I strongly believe in the synergy between industry and academia. Parallel to my doctoral studies, I work at Euroapi Hungary Ltd. within the digitalization department, where I have spent the past few years contributing to statistical process analysis projects.
Regina Kecskés
I completed my studies at the University of Pannonia, Faculty of Engineering, earning both my Bachelor’s and Master’s degrees in Chemical Engineering. I began my career as a process engineer at the Process Design Office of BorsodChem Zrt. In my daily work, I focus on industrial technology modeling and process design, while also utilizing various software tools and data-driven methods to support technological decision-making. In my presentation, I will demonstrate a practical example of constructing a black-box model.
Ákos Ruska
I am a mechanical engineer by training, but for over 10 years, I have specialized in IT systems within manufacturing environments—initially in the automotive industry and currently in the pharmaceutical sector. While the key focus of manufacturing data management in the automotive world is MES (Manufacturing Execution Systems), in pharma, it is the batch record. I have had the privilege of leading numerous projects in both areas.

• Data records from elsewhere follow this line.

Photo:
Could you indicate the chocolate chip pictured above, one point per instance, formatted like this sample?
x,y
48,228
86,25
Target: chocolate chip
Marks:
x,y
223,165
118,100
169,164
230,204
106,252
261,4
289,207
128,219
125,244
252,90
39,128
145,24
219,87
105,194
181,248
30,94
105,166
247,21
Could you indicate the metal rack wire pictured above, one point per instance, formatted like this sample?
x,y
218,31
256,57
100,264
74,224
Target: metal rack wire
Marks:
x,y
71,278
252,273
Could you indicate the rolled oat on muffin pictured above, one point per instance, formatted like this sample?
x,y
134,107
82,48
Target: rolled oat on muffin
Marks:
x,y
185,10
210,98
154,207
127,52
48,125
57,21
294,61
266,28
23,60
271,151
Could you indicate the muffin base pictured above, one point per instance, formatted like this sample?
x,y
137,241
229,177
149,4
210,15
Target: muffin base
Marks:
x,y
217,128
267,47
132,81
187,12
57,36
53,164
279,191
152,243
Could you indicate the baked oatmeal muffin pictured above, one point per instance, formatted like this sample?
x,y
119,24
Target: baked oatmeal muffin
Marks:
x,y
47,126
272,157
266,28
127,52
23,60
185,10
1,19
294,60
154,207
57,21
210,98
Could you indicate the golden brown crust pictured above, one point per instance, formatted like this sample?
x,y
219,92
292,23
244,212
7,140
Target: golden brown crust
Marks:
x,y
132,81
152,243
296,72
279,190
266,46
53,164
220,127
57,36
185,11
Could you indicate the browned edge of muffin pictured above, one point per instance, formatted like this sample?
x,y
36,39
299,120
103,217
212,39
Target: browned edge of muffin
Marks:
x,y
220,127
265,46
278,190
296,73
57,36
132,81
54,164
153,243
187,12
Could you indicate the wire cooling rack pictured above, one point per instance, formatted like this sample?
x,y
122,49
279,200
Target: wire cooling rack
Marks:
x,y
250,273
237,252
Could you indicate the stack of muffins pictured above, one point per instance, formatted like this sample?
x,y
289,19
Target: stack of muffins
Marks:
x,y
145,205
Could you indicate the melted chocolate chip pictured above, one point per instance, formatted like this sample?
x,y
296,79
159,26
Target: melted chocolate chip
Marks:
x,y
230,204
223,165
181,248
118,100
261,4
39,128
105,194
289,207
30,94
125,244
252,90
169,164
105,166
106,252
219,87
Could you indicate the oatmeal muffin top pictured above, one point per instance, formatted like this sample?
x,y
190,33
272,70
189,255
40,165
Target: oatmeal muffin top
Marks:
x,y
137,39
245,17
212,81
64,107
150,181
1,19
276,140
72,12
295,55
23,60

I am a firm believer in continuous learning, which in my field primarily translates to staying current with IT-related technical knowledge. It creates an interesting dynamic that while my daily work often involves paper-based documentation, I am simultaneously following professional forums about the breakthrough potential of MCP (Model Context Protocol) in agent-to-agent communication. We must all stay prepared: digital transformation will eventually reach every field.
Balázs Szórádi
Head of the Chemicals and Pharmaceuticals Competence Center at IFUA Horváth. He coordinates IFUA’s data-related projects within the industry.
Gábor Vida
Partner at IFUA Horváth responsible for the chemicals and pharmaceuticals practice. He continuously encounters and resolves data-related challenges within the industry.
József Vida
I am currently leading the LCM Project Portfolio Management group at Egis Pharmaceuticals Plc. I completed my studies at the Budapest University of Technology and Economics, where I obtained a degree in Chemical Engineering.
I began my career at the Servier Research Institute of Medicinal Chemistry, and in 2010 I joined Egis as a Development Analytical Scientist. From 2015, I worked as a Drug Product Development Project Manager, and since 2020 I have continued my career as an LCM Project Portfolio Manager. Since 2022, I have been leading the LCM Project Portfolio Management group, where one of my key responsibilities is coordinating the Pharma 4.0 / Process Analytical Technology (PAT) implementation program within the drug product manufacturing development area.
I am passionate about pharmaceutical development and innovation, particularly in the fields of advanced manufacturing technologies and analytical methods. My goal is to contribute to the modernization, digitalization, and efficiency improvement of pharmaceutical manufacturing.